Lutero poderia, se quisesse, usar outra ilustração desse ponto na história da igreja, ao considerar o crescimento do cristianismo nos primeiros séculos. Os cristãos dos três primeiros séculos espalharam o evangelho exclusivamente por meio da proclamação. Na verdade, eles tinham pouca escolha. Como sua religião recém descoberta era considerada ilegal, eles eram consistentemente marginalizados de posições de influência política, social ou militar, e eram, pelo menos ocasionalmente, vítimas de intensa perseguição. Eles testemunhavam da realidade de que Deus, em Cristo, estava reconciliando o mundo consigo mesmo por meio de seus lábios e, às vezes, com suas vidas. Pela própria natureza da situação, eles não poderiam promover o reino de Cristo por meio de estabelecerem nações “cristãs” ou manobrando o aparato legislativo ou jurídico dos estados existentes. Notavelmente, esse foi o maior período de crescimento que a igreja cristã já experimentou, mesmo na ausência do fator da cerveja de Wittenberg.
A expansão inicial do cristianismo contrasta fortemente com a expansão inicial do Islamismo, nesse sentido. Desde o começo, Maomé e seus seguidores empregaram qualquer meio militar que tinham para avançar a expansão de sua religião. Em menos de uma década depois da morte de Maomé, os muçulmanos já haviam se espalhado de sua base na Península Arábica para conquistar a Palestina. Em menos de um século, já haviam conquistado a Síria, a Pérsia, o norte da África e muito da Península Ibérica. Tudo isso, claro, era pela força, mesmo que as “conversões” forçadas fossem diminuindo conforme o Islã se distanciava de sua base geográfica. Tais conquistas militares foram notáveis, mas não sem precedentes (pense em Alexandre, o Grande, por exemplo) e, assim, não foram sinal certo de favor divino. A rápida expansão do cristianismo sem os meios da força (e, na verdade, na presença de muita perseguição), por outro lado, é notável, e é possível argumentar que aponta para uma bondade providencial direcionada à doutrina defendida pelos cristãos primitivos.

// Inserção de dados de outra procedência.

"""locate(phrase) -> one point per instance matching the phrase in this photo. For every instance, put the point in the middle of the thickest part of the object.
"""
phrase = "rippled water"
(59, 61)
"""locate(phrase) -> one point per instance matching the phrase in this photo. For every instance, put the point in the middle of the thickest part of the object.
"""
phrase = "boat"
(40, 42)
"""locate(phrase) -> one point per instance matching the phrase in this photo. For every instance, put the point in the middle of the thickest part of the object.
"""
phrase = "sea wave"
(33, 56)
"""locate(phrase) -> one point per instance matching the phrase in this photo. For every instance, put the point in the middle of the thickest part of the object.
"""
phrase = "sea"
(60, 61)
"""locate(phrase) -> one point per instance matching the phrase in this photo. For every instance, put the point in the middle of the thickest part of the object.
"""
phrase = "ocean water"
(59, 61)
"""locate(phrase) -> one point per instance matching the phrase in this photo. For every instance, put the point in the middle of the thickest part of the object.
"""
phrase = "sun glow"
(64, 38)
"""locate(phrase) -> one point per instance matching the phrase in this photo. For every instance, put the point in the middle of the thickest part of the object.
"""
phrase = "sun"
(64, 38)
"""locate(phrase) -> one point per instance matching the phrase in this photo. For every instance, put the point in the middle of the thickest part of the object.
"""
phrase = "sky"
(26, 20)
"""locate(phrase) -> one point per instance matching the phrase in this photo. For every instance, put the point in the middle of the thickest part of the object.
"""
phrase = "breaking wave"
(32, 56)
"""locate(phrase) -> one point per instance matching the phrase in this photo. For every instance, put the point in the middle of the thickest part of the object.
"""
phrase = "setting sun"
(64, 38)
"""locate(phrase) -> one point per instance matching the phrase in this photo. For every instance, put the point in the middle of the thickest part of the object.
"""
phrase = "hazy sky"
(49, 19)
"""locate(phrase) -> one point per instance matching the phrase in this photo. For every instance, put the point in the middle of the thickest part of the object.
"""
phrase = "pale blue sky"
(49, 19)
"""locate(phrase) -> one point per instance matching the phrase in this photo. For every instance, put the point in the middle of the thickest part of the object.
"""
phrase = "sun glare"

Cristãos tem sido um tanto vagarosos para aprender a lição que Lutero, a Escritura e a história da igreja nos ensinam em conjunto sobre esse assunto. A tentação de confiar na força – seja pessoal, política ou financeira – para a expansão do reino de Cristo, mesmo quando ela não é propriamente usada, é constante. É o outro lado da moeda de não acreditar que a Palavra de Deus pode, de fato, no tempo perfeito de Deus, trazer pecadores para seu Reino, ou trazer esse Reino à sua realização escatológica. Um bom medidor de onde nossa confiança para o sucesso do evangelho está pode ser o otimismo/pessimismo que sentimos em relação ao resultado de eleições ou pontos específicos de legislações. Há, é claro, muitas razões para participar dos processos políticos para buscar o melhor estado civil possível para nós e nosso próximo, crentes e descrentes. Há, igualmente, muitas razões para não se preocupar demais com o sucesso ou fracasso desses esforços; somos, afinal de contas, herdeiros de um reino que não será alcançado por meio de processos políticos, mas irá florescer por meio da proclamação da promessa de Deus e o poder dessa proclamação de gerar verdadeiros cidadãos (isso é, justificados, santificados e eventualmente glorificados) desse reino.